Mebendazole is an old, cheap, easily available drug approved for treating worm infestations. This paper (and many others) suggest it might be useful for treatments brain tumors, especially when combined with radiation. This article is about meningiomas but other articles mention GBM and Medulloblastomas!
In the case presented, the patient had a GBM but was allergic to Temodar so they had to try something different. They tried erltinib and Optune, which has resulted in stable disease for at least 9 months after radiation. It is only 1 case but shows brilliant thinking on the part of this patient's team. They chose Optune, which is the obvious choice, but since the patient overexpressed EGFR, they also added erlotinib. More research needs to be done on such combinations of Optune and therapies personalized to the patient!
This is just in mice at this point but it is an exciting new approach. I wish them luck and will be following this!
Adding Valproic Acid to the standard radiation and Temodar for GBM might help a lot without adding any more long term problems.
I am a little biased on this one as we gave them 3 grants - including our largest ever - to help get them to this point. They will be presenting 10 abstracts at next week's Society for Neuro-Oncology conference in New Orleans. This experimental drug - Onc-201 is the first of it's class - a DRD2/ DRD3 antagonist. Early results were very impressive, and we are hoping they present exciting news next week!
This study shows that biopsy of DIPG is not as dangerous as we thought. Years ago it was never done due to the dangers involved but with advances in pediatric neurosurgery, this study shows that in 53 patients, 2 had problems in surgery that resolved, and only 1 had long term neurological deficit. Of course if you are that one out of 53, it is horrible, but kids with this tumor all develop neuro problems and most die quickly. In the past it was not worth the risk as even if they were able to do a biopsy, it wouldn't matter much as there were no treatments anyway. Now we have access to a lot of targeted treatments that may help.
This is early work but since it is an approved drug for a different disease, it should be easy and fast to test as it can be used off label. I added it as a choice in the virtual trial so if anyone tries it, record it in our virtual trial registry so we can get an idea of if it helps or not. (Virtualtrials.com click on virtual trial)
This is one of my favorite trials and has just opened up in CA, MA and FL in addition to NC. The pediatric version is still only in NC.
Disclaimer: I am on the advisory board of the Preston Robert Tisch Brain Tumor Center at Duke University, and have given grants towards these projects.
These events are always interesting to watch!
This type of treatment worked miracles in other types of cancer. The first attempt in human glioblastoma wasn't spectacular but these researchers may have found a way to make it work at least in dogs and rats. Lets hope it translates to people!
This one is hard to interpret. The authors say that a low dose is just as effective as the standard dose of Avastin, but with less side effects (and less cost). They should have included the control gorup of patients who do not use Avastin. But it is something to think about.
This shows that Optune has finally hit the mainstream. 55 presentations at the major European brain tumor conference.

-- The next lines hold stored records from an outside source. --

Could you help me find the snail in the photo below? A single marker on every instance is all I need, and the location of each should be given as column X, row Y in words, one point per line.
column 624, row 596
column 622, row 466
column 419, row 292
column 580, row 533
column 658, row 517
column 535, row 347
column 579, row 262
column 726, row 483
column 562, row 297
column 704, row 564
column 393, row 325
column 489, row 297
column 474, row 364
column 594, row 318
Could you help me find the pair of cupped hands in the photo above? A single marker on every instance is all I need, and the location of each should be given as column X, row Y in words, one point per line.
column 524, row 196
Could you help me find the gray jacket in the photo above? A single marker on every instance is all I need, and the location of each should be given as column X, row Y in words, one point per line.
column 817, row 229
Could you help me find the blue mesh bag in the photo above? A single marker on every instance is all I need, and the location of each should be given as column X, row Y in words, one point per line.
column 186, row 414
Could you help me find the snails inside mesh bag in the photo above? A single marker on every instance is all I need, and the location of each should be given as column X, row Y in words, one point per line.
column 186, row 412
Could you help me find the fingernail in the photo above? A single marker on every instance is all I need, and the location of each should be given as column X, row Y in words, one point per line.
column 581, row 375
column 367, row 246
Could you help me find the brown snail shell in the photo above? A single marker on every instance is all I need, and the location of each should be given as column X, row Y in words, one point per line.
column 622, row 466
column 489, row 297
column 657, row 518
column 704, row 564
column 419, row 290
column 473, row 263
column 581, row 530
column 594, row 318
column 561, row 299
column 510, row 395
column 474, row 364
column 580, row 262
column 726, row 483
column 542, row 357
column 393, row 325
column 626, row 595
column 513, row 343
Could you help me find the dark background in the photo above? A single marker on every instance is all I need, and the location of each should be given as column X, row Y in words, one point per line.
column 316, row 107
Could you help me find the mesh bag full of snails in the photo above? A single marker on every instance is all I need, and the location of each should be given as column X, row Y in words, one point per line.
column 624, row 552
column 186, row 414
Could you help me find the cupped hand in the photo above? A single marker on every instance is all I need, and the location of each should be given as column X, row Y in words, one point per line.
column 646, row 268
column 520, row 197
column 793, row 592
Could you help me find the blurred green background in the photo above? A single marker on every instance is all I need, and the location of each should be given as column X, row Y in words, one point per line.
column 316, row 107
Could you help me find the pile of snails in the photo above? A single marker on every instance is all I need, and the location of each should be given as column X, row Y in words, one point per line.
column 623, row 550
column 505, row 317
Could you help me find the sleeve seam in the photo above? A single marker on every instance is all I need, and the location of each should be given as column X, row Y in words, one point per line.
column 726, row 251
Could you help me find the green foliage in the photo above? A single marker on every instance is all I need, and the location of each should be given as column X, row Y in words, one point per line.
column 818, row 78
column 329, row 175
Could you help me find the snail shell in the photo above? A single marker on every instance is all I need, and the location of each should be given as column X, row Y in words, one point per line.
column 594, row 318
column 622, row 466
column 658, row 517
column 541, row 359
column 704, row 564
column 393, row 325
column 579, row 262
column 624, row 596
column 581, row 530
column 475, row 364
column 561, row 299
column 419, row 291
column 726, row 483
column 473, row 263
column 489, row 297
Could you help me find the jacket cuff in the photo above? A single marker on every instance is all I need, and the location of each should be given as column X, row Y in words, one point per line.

Many of these are looking at ways to improve the outcomes, including new types of arrays, new placement of arrays for tumors lower in the skill and for pediatric patients.
This is the drug that we recently gave a million dollar grant to help support and speed up it's development! The mutation (H3K27 M) is very common in DIPG, and common in midline and thalmic malignant gliomas, more so in younger GBM patients. This experimental drug is in clinical trials. Check your pathology report to see if you have this mutation. If you do, contact us and we can help you find a trial. (It is so common in DIPG that no biopsy is needed to get into the trials for that tumor type - it is assumed they all have this)
I love this type of research. Invadopoia are small projections from the edges of tumnor cells that help allow them to move. Without the ability to move, the tumor is much less dangerous and more sensitive to normal treatments. This is a highly underappreciated target and they found 2 existing drugs which may target this. Of course, it is just theory now and needs to be tested but it is a promising approach!
Dr Schulder will be speaking about the new version of the Gamma Knife, but will also answer questions on any brain tumor related topic!
I am a big fan of Optune. It is the most effective approved treatment for gbms, but it is not good enough by itself. We need to find ways to make it work better. There are about 16 clinical trials going on now that involve Optune and ways to make it work better. Any of these trials are worthwhile to try. Experiments like this are needed to identify candidates for the trials.
This is a new STAT3 inhibitor. STAT3 has been known as a good target for brain tumors but until now we did not have a good drug to target it. This was just the first in human doses of the drug so it is way too early to tell if it will work, but it may become an important tool in the ultimate cocktail.
Researchers at Duke identified why brain tumor patients have such low t cell counts - as low as that of AIDs patients. Now we just need to figure out how to use this information!
I would like to emphasis that this is a collaboration between the Musella Foundation, the Cure Starts Now Foundation, and the Michael Mosier Defeat DIPG Foundation! we couldn't have done this without them.